In 1831, Yale issued an innovative charitable gift annuity in exchange for John Trumbull’s best paintings of George Washington and the American Revolution. The planner driving the complex gift negotiations was Yale scientist Benjamin Silliman. The annuity contract was drafted by attorney Peter Jay, son of John Jay, the first Chief Justice of the United States. Annuity payments were financed by selling tickets to America’s first college art gallery.
In Vidal v. Girard’s Executors (1844), the Supreme Court validated charitable trusts under longstanding national traditions of common law, allowing private donors to create trusts for public purposes in states that had not enacted statutes recognizing charitable trusts.
The American Bible Society (ABS) accepted the management of a life income trust in 1841, and issued a gift annuity contract in 1843. ABS soon had second thoughts about the legal and financial risks of its life income gift program. Building on the Vidal decision, ABS board member Luther Bradish wrote a powerful legal defense and administrative guidelines for nonprofit management of life income trusts and gift annuities, now known as On the Matter of Accepting Trusts (1848), which led ABS to develop America’s largest gift annuity program and influenced hundreds of other nonprofits.
In the mid-19th century, states began to provide protections for consumers of financial products. A heroic figure in that story is Elizur Wright (1804-1885), an actuary who strengthened consumer confidence in financial contracts based on a human life, such as life insurance and annuities. Wright, a colorful character who fathered 18 children, fought for the abolition of slavery, and personally calculated the reserve values for every insurance policy issued in the State of Massachusetts using the Arithmeter he invented (pictured below), became one of the first Insurance Commissioners in the United States.
Often called the “father of life insurance,” Wright campaigned for four decades against abuses in the fledgling American industry. When he began his crusade in the 1840s, families concerned about the untimely death of a wage-earner had reasons to be skeptical towards financial products. In the absence of standards for holding companies accountable, there were obvious frauds, such as unincorporated “wildcat” insurance outfits fronted by “lightning agents” who pocketed premiums on policies and left town before customers knew they had been swindled. A common, unfair business practices was immediate cancellation of policies when a single premium payment was missed, with no recognition of built-up cash surrender value.
Many insurance companies’ business models were not founded on established principles of actuarial science. Honest businessmen could be acting in good faith but with inadequate understanding of how to calculate appropriate reserve funds. Competitive pressure from cut-rate premiums was increasing. Responsible insurers feared that consumers, unable to tell the difference between sound and unsound practices, would shun the purchase of life insurance altogether.

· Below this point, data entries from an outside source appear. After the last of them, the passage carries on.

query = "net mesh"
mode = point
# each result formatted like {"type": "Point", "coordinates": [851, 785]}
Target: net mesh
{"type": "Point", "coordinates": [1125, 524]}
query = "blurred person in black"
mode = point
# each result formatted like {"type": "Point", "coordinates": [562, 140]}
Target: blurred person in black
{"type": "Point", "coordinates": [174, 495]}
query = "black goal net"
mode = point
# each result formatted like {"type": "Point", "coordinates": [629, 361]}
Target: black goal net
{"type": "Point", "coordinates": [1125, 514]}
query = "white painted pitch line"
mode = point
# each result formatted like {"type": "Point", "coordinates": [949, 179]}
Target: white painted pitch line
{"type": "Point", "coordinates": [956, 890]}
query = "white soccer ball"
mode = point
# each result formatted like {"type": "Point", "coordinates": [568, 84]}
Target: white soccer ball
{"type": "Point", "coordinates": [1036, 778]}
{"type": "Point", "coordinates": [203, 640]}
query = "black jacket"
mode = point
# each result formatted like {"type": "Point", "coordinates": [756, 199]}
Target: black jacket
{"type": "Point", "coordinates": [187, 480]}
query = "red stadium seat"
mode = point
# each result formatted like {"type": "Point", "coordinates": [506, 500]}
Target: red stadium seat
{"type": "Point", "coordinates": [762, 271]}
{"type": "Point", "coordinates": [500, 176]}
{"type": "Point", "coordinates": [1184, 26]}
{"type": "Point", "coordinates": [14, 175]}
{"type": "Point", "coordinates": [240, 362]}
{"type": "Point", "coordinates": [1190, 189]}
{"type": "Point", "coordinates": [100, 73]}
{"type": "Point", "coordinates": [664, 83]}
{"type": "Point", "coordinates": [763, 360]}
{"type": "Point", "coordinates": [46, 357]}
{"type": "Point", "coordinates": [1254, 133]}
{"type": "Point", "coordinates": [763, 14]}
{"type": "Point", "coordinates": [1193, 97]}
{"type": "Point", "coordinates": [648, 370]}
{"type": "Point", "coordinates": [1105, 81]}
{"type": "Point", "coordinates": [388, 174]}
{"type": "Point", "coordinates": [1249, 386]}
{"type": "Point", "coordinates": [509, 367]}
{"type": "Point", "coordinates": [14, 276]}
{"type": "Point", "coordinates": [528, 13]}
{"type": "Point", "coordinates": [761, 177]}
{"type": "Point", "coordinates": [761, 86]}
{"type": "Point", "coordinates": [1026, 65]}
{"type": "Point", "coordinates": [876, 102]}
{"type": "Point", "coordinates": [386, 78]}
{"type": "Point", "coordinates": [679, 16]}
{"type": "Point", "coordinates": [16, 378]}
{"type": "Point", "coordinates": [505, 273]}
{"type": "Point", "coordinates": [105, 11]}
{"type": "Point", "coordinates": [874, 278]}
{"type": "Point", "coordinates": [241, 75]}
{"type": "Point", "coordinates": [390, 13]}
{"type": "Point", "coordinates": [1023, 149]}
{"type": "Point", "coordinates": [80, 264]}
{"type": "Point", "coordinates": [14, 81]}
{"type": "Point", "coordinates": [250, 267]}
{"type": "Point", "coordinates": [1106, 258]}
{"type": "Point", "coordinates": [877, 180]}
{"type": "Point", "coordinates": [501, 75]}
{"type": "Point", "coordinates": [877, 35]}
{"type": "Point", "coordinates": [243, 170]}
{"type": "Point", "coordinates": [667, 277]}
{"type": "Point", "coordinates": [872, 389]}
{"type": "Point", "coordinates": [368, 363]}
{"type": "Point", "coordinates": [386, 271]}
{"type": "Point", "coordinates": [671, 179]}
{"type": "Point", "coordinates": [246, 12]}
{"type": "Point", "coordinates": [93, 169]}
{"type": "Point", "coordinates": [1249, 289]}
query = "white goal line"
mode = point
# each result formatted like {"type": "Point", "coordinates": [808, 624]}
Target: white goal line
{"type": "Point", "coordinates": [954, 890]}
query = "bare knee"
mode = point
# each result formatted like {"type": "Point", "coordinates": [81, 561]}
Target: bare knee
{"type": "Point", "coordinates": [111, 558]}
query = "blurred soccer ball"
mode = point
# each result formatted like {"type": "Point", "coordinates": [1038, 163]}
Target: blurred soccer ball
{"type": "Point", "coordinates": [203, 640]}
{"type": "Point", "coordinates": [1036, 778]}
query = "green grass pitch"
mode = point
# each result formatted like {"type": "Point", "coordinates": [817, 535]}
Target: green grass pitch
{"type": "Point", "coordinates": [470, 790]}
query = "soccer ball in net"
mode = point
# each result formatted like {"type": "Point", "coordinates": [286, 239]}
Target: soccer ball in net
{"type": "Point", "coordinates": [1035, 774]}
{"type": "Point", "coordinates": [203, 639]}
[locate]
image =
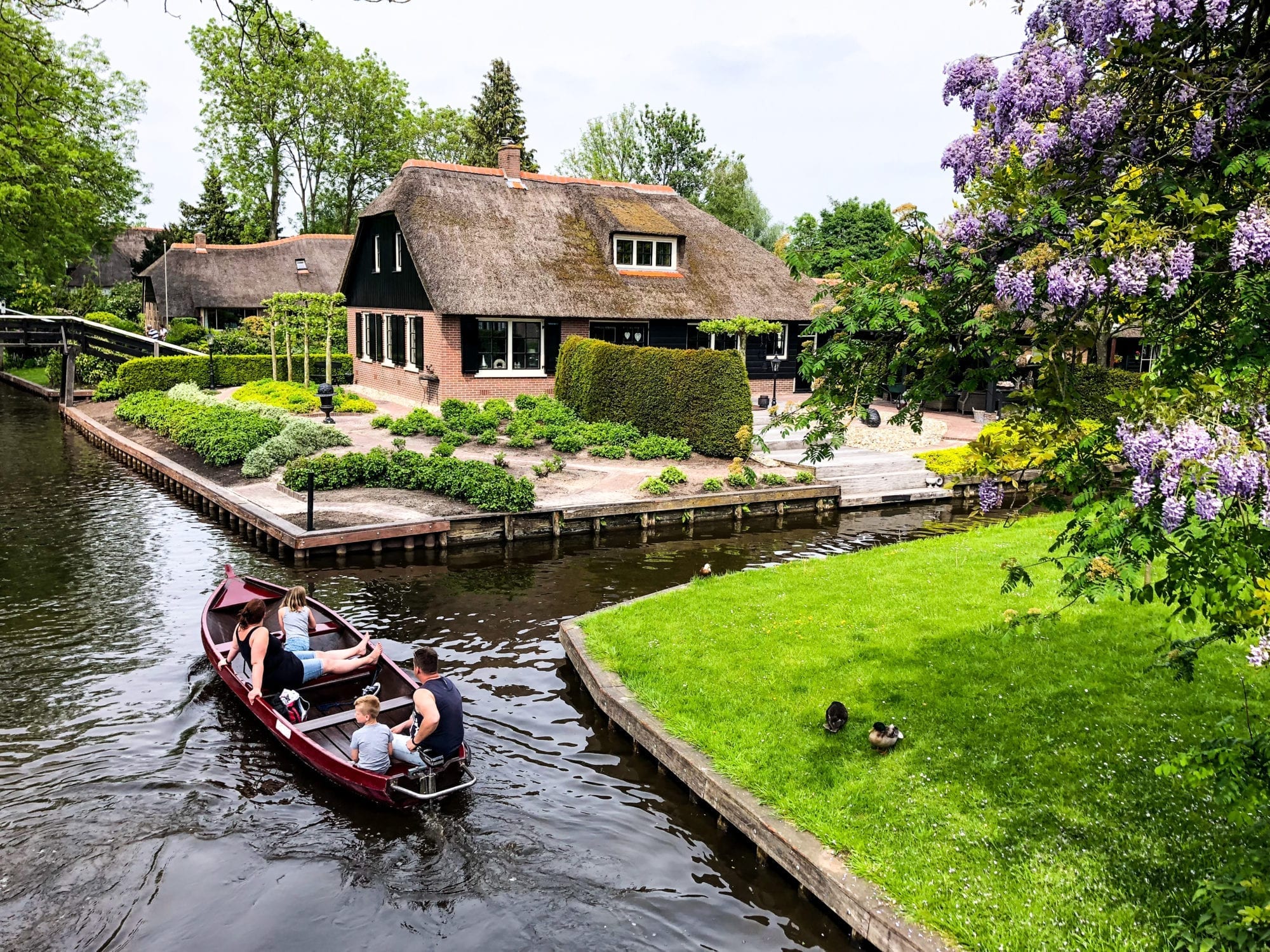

Elizur Wright deserves credit for enhancing American consumer confidence in the security of financial products based on human lives, and for his leading role in constructing a public policy framework. Wright lobbied successfully for legislation in Massachusetts compelling life insurance companies to open their books and be publicly accountable for business practices, and developed standards based on actuarial science that were later adopted by nonprofit charitable gift annuity programs.
He personally calculated the reserve values for every life insurance policy issued in Massachusetts, using a machine he invented called the Arithmeter.